Consommer davantage de viande pourrait réduire le risque de démence, selon une étude ciblée

Image d'illustration. Viande juteuse sur le grill avec selADN
Une nouvelle étude révèle qu’une consommation accrue de viande pourrait être associée à une réduction du risque de démence, mais cet effet ne serait observé que chez un groupe spécifique de participants, selon les données analysées par les chercheurs.
Tl;dr
- Plus de viande, moins de démence chez porteurs d’APOE4.
- Viande transformée liée à un risque accru pour tous.
- Lien observé, mais aucune preuve de causalité.
Une piste inattendue sur la viande et la démence
À contre-courant de certaines convictions établies, une étude suédoise récente éclaire d’un jour nouveau le lien entre consommation de viande et risque de démence. Réalisée par des chercheurs du Karolinska Institutet et de l’Université de Stockholm, cette enquête a suivi, pendant près de quinze ans, plus de deux mille personnes âgées de plus de soixante ans. Les participants ont régulièrement renseigné leurs habitudes alimentaires, tandis que leur état cognitif était rigoureusement évalué.
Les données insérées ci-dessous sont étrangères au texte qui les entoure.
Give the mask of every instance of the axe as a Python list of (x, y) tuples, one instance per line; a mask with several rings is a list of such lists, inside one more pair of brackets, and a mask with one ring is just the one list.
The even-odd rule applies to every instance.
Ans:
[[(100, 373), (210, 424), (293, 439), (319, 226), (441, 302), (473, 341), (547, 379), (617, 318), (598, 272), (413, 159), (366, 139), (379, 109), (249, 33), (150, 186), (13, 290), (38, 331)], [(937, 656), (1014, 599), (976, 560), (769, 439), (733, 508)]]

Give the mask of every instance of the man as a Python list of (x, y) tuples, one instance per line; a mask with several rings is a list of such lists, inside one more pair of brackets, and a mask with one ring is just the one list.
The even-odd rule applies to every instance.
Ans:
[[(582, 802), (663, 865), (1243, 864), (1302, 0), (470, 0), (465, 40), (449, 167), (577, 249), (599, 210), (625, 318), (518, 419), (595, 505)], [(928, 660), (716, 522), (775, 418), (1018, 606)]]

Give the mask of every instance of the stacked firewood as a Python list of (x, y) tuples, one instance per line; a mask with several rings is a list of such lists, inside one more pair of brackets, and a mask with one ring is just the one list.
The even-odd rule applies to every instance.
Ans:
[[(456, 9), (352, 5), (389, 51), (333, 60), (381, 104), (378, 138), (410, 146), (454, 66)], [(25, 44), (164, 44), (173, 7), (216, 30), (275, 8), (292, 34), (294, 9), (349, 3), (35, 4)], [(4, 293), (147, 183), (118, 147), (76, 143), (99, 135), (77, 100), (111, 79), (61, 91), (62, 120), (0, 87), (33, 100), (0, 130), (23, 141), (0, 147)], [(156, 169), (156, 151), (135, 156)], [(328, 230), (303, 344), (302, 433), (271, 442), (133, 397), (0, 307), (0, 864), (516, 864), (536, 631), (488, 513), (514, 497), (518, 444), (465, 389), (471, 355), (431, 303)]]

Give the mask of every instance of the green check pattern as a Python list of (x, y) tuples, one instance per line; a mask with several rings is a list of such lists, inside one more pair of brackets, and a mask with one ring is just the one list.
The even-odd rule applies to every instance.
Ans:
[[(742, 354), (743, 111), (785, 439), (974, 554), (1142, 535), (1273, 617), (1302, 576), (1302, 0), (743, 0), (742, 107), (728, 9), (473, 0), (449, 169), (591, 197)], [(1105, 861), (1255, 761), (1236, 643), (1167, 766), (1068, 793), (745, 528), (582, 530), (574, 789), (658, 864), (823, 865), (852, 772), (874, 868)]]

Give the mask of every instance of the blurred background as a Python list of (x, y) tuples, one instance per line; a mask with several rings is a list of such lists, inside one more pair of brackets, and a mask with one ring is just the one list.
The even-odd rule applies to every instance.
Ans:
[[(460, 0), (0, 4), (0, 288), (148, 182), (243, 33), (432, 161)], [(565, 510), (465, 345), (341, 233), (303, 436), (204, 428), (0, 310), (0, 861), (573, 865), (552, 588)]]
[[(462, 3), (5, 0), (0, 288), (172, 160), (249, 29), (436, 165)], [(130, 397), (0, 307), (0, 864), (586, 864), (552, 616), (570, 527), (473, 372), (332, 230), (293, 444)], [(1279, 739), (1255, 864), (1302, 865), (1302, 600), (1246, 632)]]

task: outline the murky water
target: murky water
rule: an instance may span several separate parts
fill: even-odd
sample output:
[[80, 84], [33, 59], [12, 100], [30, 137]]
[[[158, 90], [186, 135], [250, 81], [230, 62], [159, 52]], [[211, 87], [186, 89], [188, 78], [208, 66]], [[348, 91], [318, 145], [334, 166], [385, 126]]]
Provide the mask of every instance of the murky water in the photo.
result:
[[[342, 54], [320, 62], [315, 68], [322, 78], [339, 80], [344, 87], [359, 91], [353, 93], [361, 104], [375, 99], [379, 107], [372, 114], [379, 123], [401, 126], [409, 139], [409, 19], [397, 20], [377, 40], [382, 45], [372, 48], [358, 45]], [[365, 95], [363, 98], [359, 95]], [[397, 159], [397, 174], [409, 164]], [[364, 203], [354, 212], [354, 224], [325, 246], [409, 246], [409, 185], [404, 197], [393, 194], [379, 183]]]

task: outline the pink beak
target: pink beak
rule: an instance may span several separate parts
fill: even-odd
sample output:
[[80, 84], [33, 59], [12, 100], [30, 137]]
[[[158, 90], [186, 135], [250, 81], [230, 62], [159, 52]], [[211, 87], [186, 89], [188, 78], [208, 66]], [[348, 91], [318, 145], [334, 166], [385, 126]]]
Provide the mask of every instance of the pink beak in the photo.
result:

APOE4, un gène au centre des débats
Le point central ? Le rôle du variant génétique APOE4, bien connu pour accroître le risque d’Alzheimer. Selon les données recueillies, les porteurs de ce gène qui consommaient davantage de viande — toutes catégories confondues — présentaient une probabilité plus faible d’être diagnostiqués avec une démence au cours du suivi. La mémoire semblait également décliner moins rapidement chez ces mêmes personnes. Toutefois, chez ceux dépourvus du variant APOE4, la quantité globale de viande ingérée n’était pas associée à une meilleure santé cérébrale.
Détail important : l’effet positif n’a été relevé qu’en présence du gène APOE4, appelé « forme ancestrale humaine » par l’équipe scientifique. Il reste cependant délicat d’extrapoler, car les habitudes carnivores supposées de nos ancêtres sont aujourd’hui remises en question par certains chercheurs.
Viande transformée : un facteur aggravant confirmé
L’étude ne fait pas abstraction des risques connus liés à la viande industrielle. Qu’ils soient porteurs ou non du fameux gène, les participants dont la consommation totale de viande incluait une forte part de produits transformés voyaient augmenter leur risque de développer une démence. À l’inverse, privilégier la volaille ou la viande rouge non transformée semblait offrir un certain avantage protecteur. Pour faciliter la compréhension :
- Moins de viande transformée = moindre risque global.
- Diversifier sources et types pourrait limiter certains dangers.
Prudence scientifique et perspectives individuelles
Malgré ces résultats intrigants, il s’agit uniquement d’une corrélation observée ; impossible donc d’affirmer que manger plus de viande prévient effectivement la démence. D’autres facteurs biologiques entrent probablement en jeu — le gène APOE, par exemple, code une protéine impliquée dans le transport des graisses vers le cerveau.
L’équipe encourage désormais le lancement d’essais cliniques pour adapter les conseils nutritionnels à chaque profil génétique. En attendant, ce travail souligne combien la relation entre alimentation et santé cognitive reste complexe et profondément individuelle. Un quart environ de la population mondiale porte le variant APOE4, offrant autant d’histoires alimentaires que de cerveaux à préserver.